Even mild renal compromise doubles risk of death after angioplasty or bypass


People with mild chronic renal disease have double the risk of death from all causes after a reperfusion procedure and have triple the risk of death from cardiovascular disease compared with people without renal disease, according to an article in the April 23rd issue of Circulation.

More than 3 million Americans have mild kidney disease. The current study, based on a seven-year follow-up, was the first randomized trial to examine the effects of chronic renal disease on outcomes after angioplasty and coronary bypass surgery.

"Our data suggests that mild chronic kidney disease should raise a red flag for doctors to monitor patients more closely for heart disease," says lead author Lynda Anne Szczech, M.D., M.S.C.E. "We found that even a small decrease in kidney function increases the risk for post-procedure complications, recurrent hospitalizations, and repeat angioplasty within seven years of the initial procedure."

"We know the risk of cardiovascular disease begins well before end-stage renal disease, during the period of chronic kidney disease," Szczech says.
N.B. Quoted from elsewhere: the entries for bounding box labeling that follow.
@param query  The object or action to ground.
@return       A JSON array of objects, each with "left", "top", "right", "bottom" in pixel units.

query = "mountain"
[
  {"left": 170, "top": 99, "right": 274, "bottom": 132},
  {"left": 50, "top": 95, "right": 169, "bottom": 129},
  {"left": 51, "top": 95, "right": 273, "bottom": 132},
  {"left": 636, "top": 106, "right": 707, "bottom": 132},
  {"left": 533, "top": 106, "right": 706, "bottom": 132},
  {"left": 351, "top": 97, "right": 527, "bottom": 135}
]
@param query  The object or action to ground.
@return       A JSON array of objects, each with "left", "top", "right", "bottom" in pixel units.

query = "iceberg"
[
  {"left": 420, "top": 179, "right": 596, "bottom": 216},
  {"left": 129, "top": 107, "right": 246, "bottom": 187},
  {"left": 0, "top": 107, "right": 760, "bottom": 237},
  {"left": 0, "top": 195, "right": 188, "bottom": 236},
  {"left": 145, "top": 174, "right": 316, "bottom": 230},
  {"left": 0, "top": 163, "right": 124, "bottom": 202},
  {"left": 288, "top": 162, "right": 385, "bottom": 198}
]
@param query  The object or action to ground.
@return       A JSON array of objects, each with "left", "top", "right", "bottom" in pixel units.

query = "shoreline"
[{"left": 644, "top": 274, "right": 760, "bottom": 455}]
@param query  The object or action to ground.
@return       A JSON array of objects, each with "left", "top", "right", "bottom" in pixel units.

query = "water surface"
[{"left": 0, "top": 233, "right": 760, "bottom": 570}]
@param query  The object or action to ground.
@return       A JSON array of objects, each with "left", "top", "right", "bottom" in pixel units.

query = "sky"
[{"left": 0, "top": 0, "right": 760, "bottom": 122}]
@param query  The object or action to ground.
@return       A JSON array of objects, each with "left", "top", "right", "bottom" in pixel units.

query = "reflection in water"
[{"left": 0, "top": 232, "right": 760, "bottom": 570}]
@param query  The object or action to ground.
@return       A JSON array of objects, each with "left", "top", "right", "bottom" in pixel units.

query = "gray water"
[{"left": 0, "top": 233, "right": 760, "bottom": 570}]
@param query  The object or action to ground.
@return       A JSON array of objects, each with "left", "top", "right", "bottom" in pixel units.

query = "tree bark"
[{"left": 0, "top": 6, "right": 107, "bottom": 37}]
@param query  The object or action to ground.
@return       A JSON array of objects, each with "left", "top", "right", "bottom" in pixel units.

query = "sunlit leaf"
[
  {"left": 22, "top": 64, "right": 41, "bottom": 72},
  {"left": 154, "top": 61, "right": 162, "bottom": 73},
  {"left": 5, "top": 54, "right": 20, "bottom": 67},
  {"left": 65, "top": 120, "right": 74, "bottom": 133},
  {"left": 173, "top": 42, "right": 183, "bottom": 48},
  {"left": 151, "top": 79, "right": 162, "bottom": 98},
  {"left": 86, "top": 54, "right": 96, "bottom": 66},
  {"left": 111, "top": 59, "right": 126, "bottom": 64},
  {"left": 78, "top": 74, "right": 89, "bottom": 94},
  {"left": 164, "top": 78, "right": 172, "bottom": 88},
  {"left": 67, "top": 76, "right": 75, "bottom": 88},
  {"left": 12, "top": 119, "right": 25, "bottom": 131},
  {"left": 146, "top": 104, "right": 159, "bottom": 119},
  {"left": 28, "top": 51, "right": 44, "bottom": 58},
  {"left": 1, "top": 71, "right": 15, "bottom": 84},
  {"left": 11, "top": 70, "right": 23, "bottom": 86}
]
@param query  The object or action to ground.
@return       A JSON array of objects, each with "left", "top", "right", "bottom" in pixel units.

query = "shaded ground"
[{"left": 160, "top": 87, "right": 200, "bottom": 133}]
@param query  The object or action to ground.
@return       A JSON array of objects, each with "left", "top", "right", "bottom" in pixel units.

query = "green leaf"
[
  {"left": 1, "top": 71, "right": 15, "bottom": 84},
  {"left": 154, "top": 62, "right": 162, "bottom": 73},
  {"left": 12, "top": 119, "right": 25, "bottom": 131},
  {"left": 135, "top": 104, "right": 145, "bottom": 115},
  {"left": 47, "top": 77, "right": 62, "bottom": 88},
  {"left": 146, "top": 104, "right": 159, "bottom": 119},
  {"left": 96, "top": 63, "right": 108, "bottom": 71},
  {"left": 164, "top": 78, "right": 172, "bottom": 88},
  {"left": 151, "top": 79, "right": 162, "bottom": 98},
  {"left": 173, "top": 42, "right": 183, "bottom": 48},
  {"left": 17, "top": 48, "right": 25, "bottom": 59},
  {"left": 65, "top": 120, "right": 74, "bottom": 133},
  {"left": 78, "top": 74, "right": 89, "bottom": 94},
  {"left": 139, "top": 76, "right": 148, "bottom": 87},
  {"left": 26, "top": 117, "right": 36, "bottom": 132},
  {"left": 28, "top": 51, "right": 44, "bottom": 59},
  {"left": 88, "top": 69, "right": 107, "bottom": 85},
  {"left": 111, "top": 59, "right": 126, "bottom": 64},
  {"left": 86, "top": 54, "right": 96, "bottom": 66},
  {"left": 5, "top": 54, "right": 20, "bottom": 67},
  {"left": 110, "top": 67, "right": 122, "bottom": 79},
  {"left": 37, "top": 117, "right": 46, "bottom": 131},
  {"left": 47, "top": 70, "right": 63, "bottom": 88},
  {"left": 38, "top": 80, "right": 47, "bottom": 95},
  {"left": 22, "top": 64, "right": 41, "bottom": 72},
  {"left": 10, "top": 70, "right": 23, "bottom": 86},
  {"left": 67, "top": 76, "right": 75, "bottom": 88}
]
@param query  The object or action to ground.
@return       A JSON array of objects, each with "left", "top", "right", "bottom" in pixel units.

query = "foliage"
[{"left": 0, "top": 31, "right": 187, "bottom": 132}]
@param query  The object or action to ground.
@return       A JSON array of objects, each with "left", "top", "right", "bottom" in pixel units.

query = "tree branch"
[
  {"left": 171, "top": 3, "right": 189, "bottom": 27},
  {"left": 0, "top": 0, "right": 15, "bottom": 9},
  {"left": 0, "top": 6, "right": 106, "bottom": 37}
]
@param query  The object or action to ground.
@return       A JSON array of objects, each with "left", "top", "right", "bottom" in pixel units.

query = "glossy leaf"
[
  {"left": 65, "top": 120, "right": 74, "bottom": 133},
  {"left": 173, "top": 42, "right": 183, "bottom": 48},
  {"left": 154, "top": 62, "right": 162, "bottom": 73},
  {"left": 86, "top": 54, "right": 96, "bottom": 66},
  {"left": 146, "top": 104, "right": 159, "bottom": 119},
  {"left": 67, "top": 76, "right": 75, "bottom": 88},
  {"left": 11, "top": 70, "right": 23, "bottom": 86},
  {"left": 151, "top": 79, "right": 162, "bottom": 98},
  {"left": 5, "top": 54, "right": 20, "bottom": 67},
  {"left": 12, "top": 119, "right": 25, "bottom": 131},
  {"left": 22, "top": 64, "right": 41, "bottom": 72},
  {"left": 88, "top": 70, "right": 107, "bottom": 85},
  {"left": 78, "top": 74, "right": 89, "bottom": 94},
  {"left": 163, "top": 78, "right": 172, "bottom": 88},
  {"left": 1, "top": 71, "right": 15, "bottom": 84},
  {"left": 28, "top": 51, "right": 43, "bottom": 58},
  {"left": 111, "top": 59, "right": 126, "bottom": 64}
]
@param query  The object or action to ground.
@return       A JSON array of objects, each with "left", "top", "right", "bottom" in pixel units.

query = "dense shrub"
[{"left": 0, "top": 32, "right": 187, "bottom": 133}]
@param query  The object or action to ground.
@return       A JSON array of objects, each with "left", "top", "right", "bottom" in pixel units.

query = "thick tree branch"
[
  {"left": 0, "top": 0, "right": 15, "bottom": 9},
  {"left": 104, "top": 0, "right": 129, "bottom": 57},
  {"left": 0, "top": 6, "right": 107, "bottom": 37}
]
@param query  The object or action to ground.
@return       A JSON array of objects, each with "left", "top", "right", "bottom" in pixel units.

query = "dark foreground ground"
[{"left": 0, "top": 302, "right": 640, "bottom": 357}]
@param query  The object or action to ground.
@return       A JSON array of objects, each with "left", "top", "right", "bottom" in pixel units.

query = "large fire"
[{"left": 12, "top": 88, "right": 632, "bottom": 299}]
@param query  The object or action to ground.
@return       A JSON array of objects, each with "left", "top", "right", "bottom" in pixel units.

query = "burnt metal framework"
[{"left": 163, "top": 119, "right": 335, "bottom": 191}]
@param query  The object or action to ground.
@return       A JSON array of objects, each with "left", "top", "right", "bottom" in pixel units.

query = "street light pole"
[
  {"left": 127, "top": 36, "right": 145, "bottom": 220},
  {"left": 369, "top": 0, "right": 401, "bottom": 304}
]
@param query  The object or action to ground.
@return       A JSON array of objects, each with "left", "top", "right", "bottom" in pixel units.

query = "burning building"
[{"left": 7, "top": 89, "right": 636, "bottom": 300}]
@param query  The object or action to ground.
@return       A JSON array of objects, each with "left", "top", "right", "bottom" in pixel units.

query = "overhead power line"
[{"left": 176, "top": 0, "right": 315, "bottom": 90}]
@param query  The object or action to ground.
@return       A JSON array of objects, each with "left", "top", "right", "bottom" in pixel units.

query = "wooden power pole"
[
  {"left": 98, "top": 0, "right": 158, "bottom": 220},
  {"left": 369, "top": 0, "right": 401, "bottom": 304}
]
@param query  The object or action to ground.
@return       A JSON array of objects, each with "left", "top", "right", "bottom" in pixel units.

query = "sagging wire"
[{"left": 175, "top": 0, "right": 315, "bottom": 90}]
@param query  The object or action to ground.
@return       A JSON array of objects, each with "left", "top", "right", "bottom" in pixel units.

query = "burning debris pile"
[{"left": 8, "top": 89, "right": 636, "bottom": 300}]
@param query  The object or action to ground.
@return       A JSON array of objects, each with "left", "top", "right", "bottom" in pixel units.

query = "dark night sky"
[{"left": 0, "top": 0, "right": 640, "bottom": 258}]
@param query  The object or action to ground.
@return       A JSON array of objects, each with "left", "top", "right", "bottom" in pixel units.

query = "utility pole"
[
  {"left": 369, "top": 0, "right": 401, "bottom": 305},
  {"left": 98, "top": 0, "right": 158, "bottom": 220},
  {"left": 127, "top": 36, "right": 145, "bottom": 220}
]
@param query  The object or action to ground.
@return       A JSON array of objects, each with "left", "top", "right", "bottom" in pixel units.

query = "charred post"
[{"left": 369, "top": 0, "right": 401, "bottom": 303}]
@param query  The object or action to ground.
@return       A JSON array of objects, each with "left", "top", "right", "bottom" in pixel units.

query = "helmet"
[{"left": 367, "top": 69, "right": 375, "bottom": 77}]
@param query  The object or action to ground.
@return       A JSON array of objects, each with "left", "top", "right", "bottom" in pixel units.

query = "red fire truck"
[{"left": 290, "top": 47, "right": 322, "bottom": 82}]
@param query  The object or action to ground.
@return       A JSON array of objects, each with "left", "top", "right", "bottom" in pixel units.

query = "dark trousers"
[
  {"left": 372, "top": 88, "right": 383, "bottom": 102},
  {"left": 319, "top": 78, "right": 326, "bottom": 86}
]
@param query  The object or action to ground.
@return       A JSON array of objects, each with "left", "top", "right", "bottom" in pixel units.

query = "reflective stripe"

Mild chronic kidney disease can have few symptoms. Sometimes it is found solely on routine blood work when one or more values fall outside the normal range. The condition is expected to become more common among American adults due to increasing rates of diabetes and an aging population.

The 3,608 patients in the study were part of a larger trial called the Bypass Angioplasty Revascularization Investigation, which randomly assigned patients to angioplasty or bypass surgery. The subjects included 76 with chronic kidney disease, 30 of whom had diabetes. All-cause mortality for those with both mild chronic kidney disease and diabetes was 70 percent.

"The presence of both conditions is worse than the sum of their parts. I don't know why they are synergistic," Szczech says. "Perhaps it is that while renal dysfunction is a strike against a person in and of itself, when it is caused by a multi-organ disease such as diabetes, it not only contributes to its risk but acts as a marker for the amount of damage done to organs other than the kidney."